Sixty percent of a particular model of car are silver. What is the probability that in the next 10 observations of this model you observe 5 silver cars?

To calculate the probability of observing 5 silver cars out of the next 10 observations, we can use the binomial probability formula.
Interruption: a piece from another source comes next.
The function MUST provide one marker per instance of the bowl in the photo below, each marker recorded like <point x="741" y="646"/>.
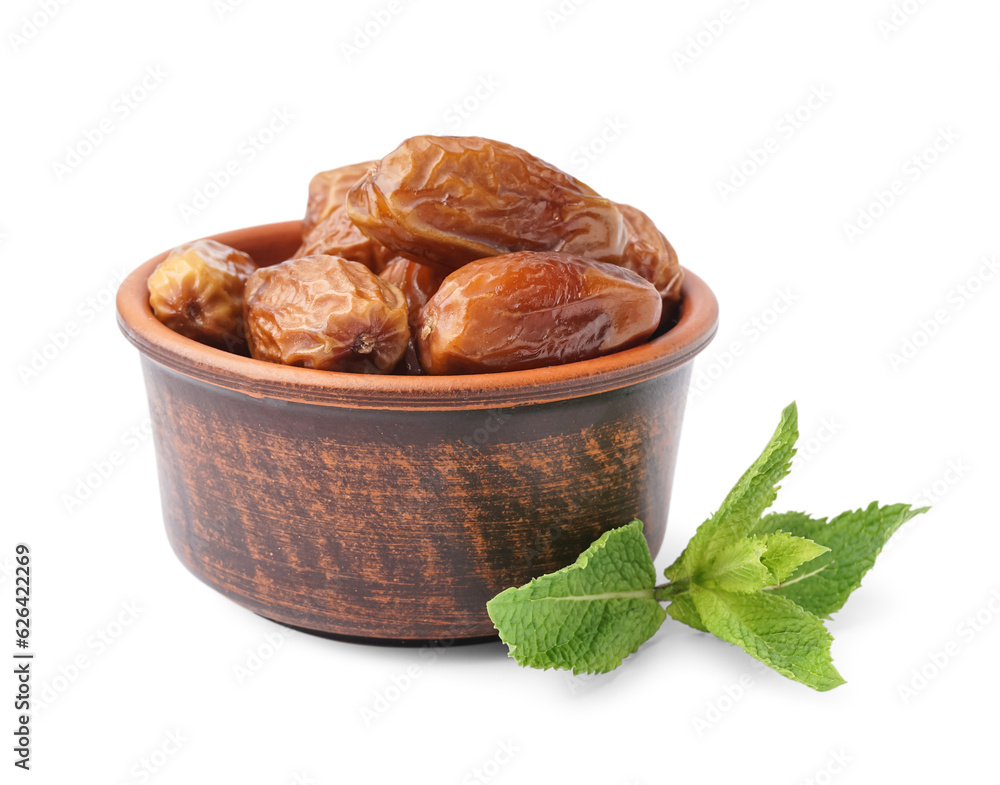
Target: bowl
<point x="389" y="509"/>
The formula is:

P(x) = C(n, x) * p^x * q^(n-x)

Where:
- P(x) is the probability of observing exactly x successes,
- C(n, x) is the number of combinations of n items taken x at a time (also known as "n choose x"),
- p is the probability of success for a single observation, and
- q is the probability of failure for a single observation (q = 1 - p).

In this case, n = 10 (the number of observations), x = 5 (the number of successes, which is observing 5 silver cars), p = 0.6 (the probability of observing a silver car on a single observation), and q = 1 - p = 1 - 0.6 = 0.4.

Let's substitute these values into the formula:

P(5) = C(10, 5) * 0.6^5 * 0.4^(10-5)

C(10, 5) can be calculated as:
C(10, 5) = 10! / (5! * (10-5)!)
= 10! / (5! * 5!)
= (10 * 9 * 8 * 7 * 6) / (5 * 4 * 3 * 2 * 1)
= 252

Substituting these values into the formula:

P(5) = 252 * 0.6^5 * 0.4^5

Calculating the final probability:

P(5) ≈ 0.2006581248, or approximately 0.2007 (rounded to four decimal places).

Therefore, the probability of observing 5 silver cars out of the next 10 observations is approximately 0.2007, or 20.07%.